How long you may have to wait: The IRS understands the importance of timely processing of tax returns and refund issuance. We have processed all error free returns received prior to 2021, and continue to work the returns that need to be manually reviewed due to errors. We are rerouting tax returns and taxpayer correspondence from locations that are behind to locations where more staff is available, and we are taking other actions to minimize any delays. Tax returns are opened and processed in the order received. As the return is processed, it may be delayed because it has a mistake including errors concerning the Recovery Rebate Credit, is missing information, or there is suspected identity theft or fraud. If we can fix it without contacting you, we will. If we need more information or need you to verify that it was you who sent the tax return, we will write you a letter. The resolution of these issues depends on how quickly and accurately you respond, and the ability of IRS staff trained and working under social distancing requirements to complete the processing of your return.

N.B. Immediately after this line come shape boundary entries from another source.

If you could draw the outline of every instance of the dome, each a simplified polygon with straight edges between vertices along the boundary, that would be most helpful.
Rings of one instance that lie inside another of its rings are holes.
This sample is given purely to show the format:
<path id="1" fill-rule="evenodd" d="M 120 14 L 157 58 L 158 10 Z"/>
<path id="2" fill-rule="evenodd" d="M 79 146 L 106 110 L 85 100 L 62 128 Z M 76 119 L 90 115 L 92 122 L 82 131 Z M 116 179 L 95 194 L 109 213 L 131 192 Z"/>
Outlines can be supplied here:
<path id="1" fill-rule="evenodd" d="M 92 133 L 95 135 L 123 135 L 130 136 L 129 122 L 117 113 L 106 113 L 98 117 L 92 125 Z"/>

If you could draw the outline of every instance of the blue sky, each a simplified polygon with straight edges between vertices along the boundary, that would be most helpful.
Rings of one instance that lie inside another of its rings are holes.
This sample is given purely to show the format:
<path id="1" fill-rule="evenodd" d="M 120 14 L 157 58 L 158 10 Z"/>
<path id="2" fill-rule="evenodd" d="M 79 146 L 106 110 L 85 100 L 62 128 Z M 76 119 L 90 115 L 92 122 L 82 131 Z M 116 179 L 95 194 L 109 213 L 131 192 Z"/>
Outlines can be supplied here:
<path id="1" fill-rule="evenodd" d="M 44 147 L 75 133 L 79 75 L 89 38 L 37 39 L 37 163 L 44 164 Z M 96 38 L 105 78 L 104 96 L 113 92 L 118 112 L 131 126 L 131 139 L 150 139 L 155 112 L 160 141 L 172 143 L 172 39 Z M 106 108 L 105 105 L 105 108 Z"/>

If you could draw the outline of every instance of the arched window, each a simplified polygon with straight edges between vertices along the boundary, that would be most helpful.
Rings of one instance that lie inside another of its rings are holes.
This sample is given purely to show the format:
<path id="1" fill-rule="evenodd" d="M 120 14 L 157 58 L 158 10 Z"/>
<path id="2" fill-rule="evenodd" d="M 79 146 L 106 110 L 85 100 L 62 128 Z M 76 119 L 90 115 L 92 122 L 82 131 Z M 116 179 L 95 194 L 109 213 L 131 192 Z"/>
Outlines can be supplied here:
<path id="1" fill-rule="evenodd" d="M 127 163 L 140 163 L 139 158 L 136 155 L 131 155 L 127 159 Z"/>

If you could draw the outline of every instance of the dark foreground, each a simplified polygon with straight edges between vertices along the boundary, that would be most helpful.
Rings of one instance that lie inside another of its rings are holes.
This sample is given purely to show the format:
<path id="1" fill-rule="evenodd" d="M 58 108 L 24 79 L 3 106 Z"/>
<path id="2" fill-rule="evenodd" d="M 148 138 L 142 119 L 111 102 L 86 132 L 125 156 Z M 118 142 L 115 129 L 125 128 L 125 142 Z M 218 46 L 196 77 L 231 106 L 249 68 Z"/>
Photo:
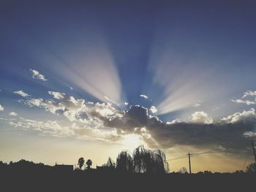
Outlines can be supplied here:
<path id="1" fill-rule="evenodd" d="M 254 191 L 256 184 L 256 174 L 245 173 L 126 174 L 1 169 L 0 177 L 0 191 Z"/>

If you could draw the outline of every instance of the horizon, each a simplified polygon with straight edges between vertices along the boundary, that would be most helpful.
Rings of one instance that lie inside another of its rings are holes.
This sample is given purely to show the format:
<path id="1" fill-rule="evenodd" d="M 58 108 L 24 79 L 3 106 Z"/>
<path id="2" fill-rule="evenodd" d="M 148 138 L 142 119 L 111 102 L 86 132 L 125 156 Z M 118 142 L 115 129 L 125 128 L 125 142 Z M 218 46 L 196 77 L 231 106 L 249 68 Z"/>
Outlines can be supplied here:
<path id="1" fill-rule="evenodd" d="M 254 162 L 254 1 L 1 1 L 0 161 Z M 198 155 L 199 154 L 199 155 Z"/>

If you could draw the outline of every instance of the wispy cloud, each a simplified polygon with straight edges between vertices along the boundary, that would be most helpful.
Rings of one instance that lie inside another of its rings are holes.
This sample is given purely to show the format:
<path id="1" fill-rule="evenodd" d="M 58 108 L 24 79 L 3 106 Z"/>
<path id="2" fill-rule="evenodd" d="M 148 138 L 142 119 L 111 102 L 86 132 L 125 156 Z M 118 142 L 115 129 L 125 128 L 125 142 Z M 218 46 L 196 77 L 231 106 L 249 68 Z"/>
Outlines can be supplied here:
<path id="1" fill-rule="evenodd" d="M 64 99 L 65 97 L 65 95 L 66 95 L 64 93 L 59 93 L 59 92 L 56 92 L 56 91 L 48 91 L 48 93 L 50 95 L 53 96 L 53 98 L 56 99 Z"/>
<path id="2" fill-rule="evenodd" d="M 45 75 L 40 74 L 38 71 L 34 69 L 29 69 L 32 74 L 32 78 L 40 80 L 42 81 L 47 81 L 47 79 L 45 77 Z"/>
<path id="3" fill-rule="evenodd" d="M 231 99 L 231 101 L 237 104 L 246 104 L 247 105 L 255 104 L 255 101 L 242 99 Z"/>
<path id="4" fill-rule="evenodd" d="M 237 104 L 245 104 L 246 105 L 256 104 L 256 91 L 247 91 L 244 93 L 241 99 L 231 99 L 231 101 Z"/>
<path id="5" fill-rule="evenodd" d="M 23 97 L 30 96 L 30 95 L 29 95 L 28 93 L 26 93 L 22 90 L 14 91 L 13 93 L 17 94 L 17 95 L 20 95 Z"/>
<path id="6" fill-rule="evenodd" d="M 18 114 L 17 114 L 17 112 L 10 112 L 9 113 L 9 115 L 15 117 L 15 116 L 18 115 Z"/>

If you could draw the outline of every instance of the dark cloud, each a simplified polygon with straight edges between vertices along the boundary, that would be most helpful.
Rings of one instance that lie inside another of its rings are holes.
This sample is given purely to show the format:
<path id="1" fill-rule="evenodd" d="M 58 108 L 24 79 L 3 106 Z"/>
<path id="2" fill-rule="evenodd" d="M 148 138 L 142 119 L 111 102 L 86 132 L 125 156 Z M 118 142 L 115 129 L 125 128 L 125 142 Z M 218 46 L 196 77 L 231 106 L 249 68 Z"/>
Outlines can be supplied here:
<path id="1" fill-rule="evenodd" d="M 233 121 L 230 121 L 230 118 Z M 232 123 L 231 123 L 232 122 Z M 251 137 L 245 133 L 255 132 L 256 115 L 255 110 L 237 112 L 211 124 L 179 122 L 167 125 L 157 117 L 148 114 L 148 110 L 140 106 L 132 106 L 123 117 L 105 120 L 104 125 L 145 136 L 145 131 L 136 128 L 145 128 L 151 139 L 144 138 L 151 147 L 156 144 L 163 148 L 176 145 L 204 147 L 222 147 L 232 153 L 246 149 Z"/>

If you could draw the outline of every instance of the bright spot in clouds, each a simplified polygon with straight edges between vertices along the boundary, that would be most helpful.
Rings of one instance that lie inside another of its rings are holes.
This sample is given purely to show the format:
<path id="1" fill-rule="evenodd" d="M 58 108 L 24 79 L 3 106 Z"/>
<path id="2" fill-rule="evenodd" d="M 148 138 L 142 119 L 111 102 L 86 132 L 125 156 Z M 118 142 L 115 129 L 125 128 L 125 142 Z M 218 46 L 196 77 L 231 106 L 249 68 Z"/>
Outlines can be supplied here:
<path id="1" fill-rule="evenodd" d="M 15 117 L 15 116 L 18 115 L 18 114 L 16 112 L 10 112 L 9 113 L 9 115 Z"/>
<path id="2" fill-rule="evenodd" d="M 64 96 L 65 96 L 65 93 L 59 93 L 59 92 L 56 92 L 56 91 L 48 91 L 48 93 L 50 95 L 52 95 L 53 96 L 54 99 L 64 99 Z"/>
<path id="3" fill-rule="evenodd" d="M 140 95 L 140 97 L 144 98 L 145 99 L 148 99 L 148 96 L 147 96 L 146 95 Z"/>
<path id="4" fill-rule="evenodd" d="M 14 91 L 13 93 L 20 95 L 23 97 L 26 97 L 30 96 L 28 93 L 24 93 L 22 90 Z"/>
<path id="5" fill-rule="evenodd" d="M 31 71 L 32 73 L 32 78 L 40 80 L 42 81 L 47 81 L 47 79 L 45 77 L 45 76 L 40 74 L 38 71 L 34 69 L 29 69 L 29 71 Z"/>
<path id="6" fill-rule="evenodd" d="M 156 108 L 156 107 L 154 106 L 151 106 L 151 107 L 150 107 L 149 110 L 152 112 L 152 113 L 156 113 L 157 112 L 157 109 Z"/>
<path id="7" fill-rule="evenodd" d="M 192 122 L 197 123 L 205 123 L 210 124 L 214 122 L 211 117 L 210 117 L 206 112 L 195 112 L 191 115 L 191 120 Z"/>

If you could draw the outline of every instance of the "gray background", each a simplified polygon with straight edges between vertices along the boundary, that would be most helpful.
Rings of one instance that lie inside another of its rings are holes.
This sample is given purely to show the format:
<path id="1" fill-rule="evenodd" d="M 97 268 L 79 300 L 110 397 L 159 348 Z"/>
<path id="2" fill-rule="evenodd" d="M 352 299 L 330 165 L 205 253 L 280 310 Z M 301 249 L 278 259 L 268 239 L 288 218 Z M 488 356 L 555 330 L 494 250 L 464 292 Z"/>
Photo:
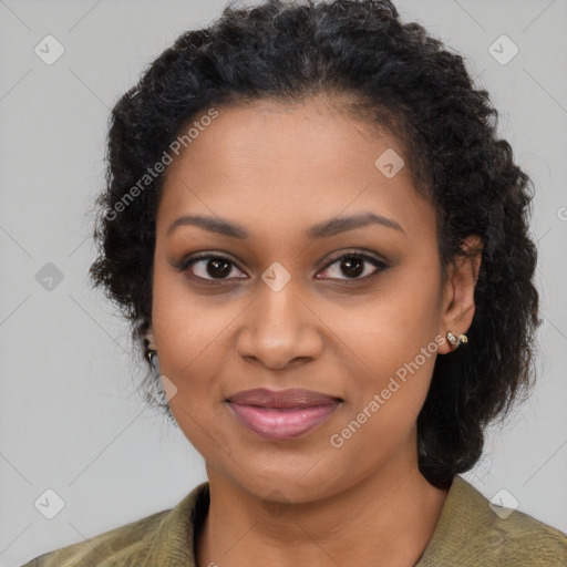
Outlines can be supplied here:
<path id="1" fill-rule="evenodd" d="M 0 0 L 0 566 L 172 507 L 206 480 L 183 434 L 134 394 L 127 328 L 87 286 L 86 212 L 103 185 L 110 107 L 179 33 L 224 6 Z M 537 189 L 539 382 L 464 476 L 567 530 L 567 2 L 396 6 L 465 55 Z M 48 34 L 65 50 L 52 65 L 34 53 Z M 502 34 L 519 48 L 507 64 L 488 51 Z M 51 291 L 35 278 L 48 262 L 63 276 Z M 53 519 L 34 507 L 48 488 L 64 501 Z"/>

What you should do: If you filed electronically and received an acknowledgement, you do not need to take any further action other than promptly responding to any requests for information. If you filed on paper, check Where’s my refund? If it tells you we have received your return or are processing or reviewing it, we are processing your return, but it may be under review. We’re working hard to get through the backlog. Please don’t file a second tax return or contact the IRS about the status of your return.
Payment Processing Issue: We identified a delay in processing Form 1040 balance due, Form 1040-X amended, and Form 1040-ES estimated tax payment requests submitted via Modernized e-File. The issue has been resolved, and pending payments are being processed. The taxpayer’s account will be credited with the original requested payment date(s). Taxpayers should not re-resubmit these payments.
If a taxpayer re-submitted any of these payment requests due to the delay in processing, they may cancel them by calling 888-353-4537. Cancellation requests must be received no later than 11:59 p.m., Eastern Time, at least two business days prior to a scheduled payment date.